Guilherme Magalhães, jornalista do Rascunho de Curitiba que está na Casa Posfácio esse ano, diz que eu não consigo ficar mais do que dez minutos em uma conversa sobre literatura sem citar David Foster Wallace. 3 Ainda que eu quisesse evitar ao extremo chegar a pergunta mais básica de qualquer entrevista, sobre influências e comparações, era inevitável não falar de DFW com a iminente tradução de Infinite Jest no Brasil. Para evitar a babação de ovo em cima do cara da bandana, falei sobre Jonathan Franzen e o fato de Liberdade ser um romance tradicional em pleno século XXI em oposto ao seu melhor amigo experimental.

 

“É como ciência, como Física. As pessoas estão falando sobre isso desde Newton, e se você quer entrar na conversa, deve saber do que todos estão falando. Essas pessoas estão tentando resolver os mesmos problemas desde sempre, e você está apenas tentando introduzir uma variação sobre isso, mas não está inventando nada.”

 

– Você se vê em alguma tradição? – interrompeu André, fazendo o íntimo.

 

“Eu espero entrar numa tradição.

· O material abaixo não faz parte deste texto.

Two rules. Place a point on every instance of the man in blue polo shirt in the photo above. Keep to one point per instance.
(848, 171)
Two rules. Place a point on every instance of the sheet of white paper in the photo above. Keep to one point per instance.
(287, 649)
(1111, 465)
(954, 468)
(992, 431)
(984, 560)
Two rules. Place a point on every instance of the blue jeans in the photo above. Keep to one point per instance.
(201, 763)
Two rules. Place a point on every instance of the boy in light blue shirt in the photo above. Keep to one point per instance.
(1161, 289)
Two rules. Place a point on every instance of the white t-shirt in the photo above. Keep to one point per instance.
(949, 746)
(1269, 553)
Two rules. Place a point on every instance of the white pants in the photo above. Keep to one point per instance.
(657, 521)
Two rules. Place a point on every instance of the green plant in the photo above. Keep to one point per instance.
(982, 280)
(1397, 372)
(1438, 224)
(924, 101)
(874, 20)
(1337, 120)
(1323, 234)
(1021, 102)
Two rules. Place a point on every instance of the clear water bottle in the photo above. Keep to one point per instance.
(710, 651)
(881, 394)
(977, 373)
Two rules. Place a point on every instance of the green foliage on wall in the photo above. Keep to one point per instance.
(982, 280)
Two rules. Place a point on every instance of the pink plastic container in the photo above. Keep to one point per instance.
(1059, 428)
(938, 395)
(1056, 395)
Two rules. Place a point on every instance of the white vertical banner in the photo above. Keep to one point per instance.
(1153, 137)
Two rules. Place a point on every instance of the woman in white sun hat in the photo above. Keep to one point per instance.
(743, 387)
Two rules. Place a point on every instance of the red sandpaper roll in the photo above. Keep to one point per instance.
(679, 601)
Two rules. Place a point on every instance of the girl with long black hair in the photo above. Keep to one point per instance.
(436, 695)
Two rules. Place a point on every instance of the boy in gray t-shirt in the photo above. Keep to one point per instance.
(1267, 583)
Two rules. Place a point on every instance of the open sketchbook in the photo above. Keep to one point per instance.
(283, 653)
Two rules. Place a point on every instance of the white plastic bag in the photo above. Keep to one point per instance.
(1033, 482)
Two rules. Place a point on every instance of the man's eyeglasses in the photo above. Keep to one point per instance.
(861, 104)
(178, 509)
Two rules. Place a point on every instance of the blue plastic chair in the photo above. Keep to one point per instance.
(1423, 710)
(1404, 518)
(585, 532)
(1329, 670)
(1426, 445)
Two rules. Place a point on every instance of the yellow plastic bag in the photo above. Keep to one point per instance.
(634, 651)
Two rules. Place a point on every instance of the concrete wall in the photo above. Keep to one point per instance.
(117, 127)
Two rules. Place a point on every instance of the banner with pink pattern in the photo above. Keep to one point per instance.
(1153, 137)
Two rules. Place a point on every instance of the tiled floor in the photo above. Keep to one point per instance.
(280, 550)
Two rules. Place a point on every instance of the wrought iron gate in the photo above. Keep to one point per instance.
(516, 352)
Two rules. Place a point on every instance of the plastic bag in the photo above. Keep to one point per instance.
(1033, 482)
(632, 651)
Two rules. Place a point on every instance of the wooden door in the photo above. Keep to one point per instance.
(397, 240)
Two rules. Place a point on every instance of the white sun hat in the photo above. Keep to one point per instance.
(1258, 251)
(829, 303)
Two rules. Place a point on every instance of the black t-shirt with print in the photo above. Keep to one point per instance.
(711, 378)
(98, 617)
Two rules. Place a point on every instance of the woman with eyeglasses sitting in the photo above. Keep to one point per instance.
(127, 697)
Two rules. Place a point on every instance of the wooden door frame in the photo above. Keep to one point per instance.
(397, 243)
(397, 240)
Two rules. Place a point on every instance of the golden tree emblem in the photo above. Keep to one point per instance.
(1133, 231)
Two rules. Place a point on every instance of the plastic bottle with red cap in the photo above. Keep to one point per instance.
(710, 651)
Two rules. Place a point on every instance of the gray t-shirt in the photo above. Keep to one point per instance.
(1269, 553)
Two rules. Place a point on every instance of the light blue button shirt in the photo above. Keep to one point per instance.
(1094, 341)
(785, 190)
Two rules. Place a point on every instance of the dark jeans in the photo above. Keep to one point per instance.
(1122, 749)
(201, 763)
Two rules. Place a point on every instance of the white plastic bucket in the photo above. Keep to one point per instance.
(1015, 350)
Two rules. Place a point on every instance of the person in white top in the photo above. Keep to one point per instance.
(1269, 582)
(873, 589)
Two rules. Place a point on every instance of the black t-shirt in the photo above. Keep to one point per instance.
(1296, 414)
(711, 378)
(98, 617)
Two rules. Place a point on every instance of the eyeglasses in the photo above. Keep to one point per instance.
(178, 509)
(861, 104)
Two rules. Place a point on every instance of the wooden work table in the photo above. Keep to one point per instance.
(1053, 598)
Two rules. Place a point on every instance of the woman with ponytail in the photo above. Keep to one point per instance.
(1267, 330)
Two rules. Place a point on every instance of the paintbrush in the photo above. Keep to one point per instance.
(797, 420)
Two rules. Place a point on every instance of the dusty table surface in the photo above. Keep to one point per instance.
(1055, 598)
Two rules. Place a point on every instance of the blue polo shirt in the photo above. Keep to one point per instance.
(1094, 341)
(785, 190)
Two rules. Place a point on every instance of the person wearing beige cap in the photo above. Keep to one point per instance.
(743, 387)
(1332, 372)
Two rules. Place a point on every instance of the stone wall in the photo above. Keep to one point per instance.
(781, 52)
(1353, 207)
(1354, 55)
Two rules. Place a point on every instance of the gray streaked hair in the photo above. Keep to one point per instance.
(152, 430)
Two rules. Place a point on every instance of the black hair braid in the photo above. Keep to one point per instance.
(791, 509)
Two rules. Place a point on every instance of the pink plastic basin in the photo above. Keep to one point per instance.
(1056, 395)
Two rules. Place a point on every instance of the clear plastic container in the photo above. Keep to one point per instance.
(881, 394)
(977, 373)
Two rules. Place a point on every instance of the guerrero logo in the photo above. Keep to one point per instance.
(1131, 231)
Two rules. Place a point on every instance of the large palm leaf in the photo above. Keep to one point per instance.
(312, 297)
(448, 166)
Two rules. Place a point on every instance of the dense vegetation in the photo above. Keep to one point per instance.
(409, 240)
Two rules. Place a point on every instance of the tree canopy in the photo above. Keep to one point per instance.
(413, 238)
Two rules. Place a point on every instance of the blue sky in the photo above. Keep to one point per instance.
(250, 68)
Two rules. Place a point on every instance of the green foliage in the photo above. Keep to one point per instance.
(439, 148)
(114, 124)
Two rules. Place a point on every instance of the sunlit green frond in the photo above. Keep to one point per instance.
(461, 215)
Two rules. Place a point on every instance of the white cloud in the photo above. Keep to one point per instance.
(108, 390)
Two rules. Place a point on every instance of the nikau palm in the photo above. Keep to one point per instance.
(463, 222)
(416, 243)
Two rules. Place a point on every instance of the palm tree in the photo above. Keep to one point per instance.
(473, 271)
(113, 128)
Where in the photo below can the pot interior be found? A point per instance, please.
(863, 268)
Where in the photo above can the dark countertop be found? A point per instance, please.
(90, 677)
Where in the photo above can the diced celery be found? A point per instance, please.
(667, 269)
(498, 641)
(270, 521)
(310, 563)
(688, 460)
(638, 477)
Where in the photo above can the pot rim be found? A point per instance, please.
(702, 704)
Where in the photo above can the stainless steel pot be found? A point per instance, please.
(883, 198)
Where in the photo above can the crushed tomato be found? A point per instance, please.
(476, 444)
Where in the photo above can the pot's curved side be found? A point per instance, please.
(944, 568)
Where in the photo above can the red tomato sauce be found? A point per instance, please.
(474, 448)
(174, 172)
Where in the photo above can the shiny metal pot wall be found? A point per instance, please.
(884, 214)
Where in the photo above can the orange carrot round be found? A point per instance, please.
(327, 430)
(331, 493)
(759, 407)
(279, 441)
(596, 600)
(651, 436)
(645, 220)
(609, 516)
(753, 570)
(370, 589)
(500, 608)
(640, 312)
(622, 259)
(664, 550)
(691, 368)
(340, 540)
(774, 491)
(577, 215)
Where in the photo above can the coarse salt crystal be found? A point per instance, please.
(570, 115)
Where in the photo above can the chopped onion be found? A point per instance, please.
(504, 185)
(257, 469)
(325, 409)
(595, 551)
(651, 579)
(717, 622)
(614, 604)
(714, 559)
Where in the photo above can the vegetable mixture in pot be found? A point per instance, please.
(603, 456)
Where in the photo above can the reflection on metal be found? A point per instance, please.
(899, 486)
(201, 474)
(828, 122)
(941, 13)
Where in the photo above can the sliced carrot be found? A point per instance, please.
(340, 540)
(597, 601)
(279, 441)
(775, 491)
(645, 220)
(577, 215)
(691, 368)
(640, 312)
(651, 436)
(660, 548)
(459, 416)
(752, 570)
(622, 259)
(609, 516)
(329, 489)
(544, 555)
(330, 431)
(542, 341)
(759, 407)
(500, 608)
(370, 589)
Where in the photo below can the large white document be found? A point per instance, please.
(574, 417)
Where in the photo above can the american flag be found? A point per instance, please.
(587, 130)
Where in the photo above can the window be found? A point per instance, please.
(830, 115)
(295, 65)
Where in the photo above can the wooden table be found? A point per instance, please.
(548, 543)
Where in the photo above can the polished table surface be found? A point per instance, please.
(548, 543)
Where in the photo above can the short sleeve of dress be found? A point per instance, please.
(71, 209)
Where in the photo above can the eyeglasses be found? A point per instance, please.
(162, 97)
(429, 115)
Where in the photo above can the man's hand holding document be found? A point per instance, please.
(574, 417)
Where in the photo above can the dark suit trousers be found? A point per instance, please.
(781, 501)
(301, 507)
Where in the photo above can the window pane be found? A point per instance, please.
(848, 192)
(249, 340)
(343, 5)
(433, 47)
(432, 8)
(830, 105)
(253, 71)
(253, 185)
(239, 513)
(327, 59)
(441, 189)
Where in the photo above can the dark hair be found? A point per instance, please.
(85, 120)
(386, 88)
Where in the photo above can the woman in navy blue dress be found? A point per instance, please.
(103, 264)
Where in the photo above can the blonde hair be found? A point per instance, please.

Isso seria o caso se o que estou fazendo é de alguma forma bom; o que só saberei depois de morto. Mas certamente, no que estou lendo, há uma tradição, indo até o Novo Jornalismo e um jornalismo literário ainda mais antigo, como DeFoe. Coisas que aconteceram no início do século XVIII, quando faziam essa não-ficção com técnicas de ficção e vice-versa. E também a tradição do que hoje em dia se chama de Creative Non-fiction, que são livros que tem uma agenda de não-ficção, que falam sobre coisas que são verdades incontestáveis; mas também uma agenda de ficção, que tem a ver com contar histórias ou até mesmo drama. Quando vejo esses dois gêneros, Novo Jornalismo e Creative Non-fiction, que estão aí por tantos anos e tem tantos bons escritores esquecidos, sinto que é aí que quero deixar minha marca.”

 

Não sei se ele deixará sua marca na literatura e na história dos ensaios – espero que sim -, mas já deixou-a na folha de rosto da minha edição de Pulphead.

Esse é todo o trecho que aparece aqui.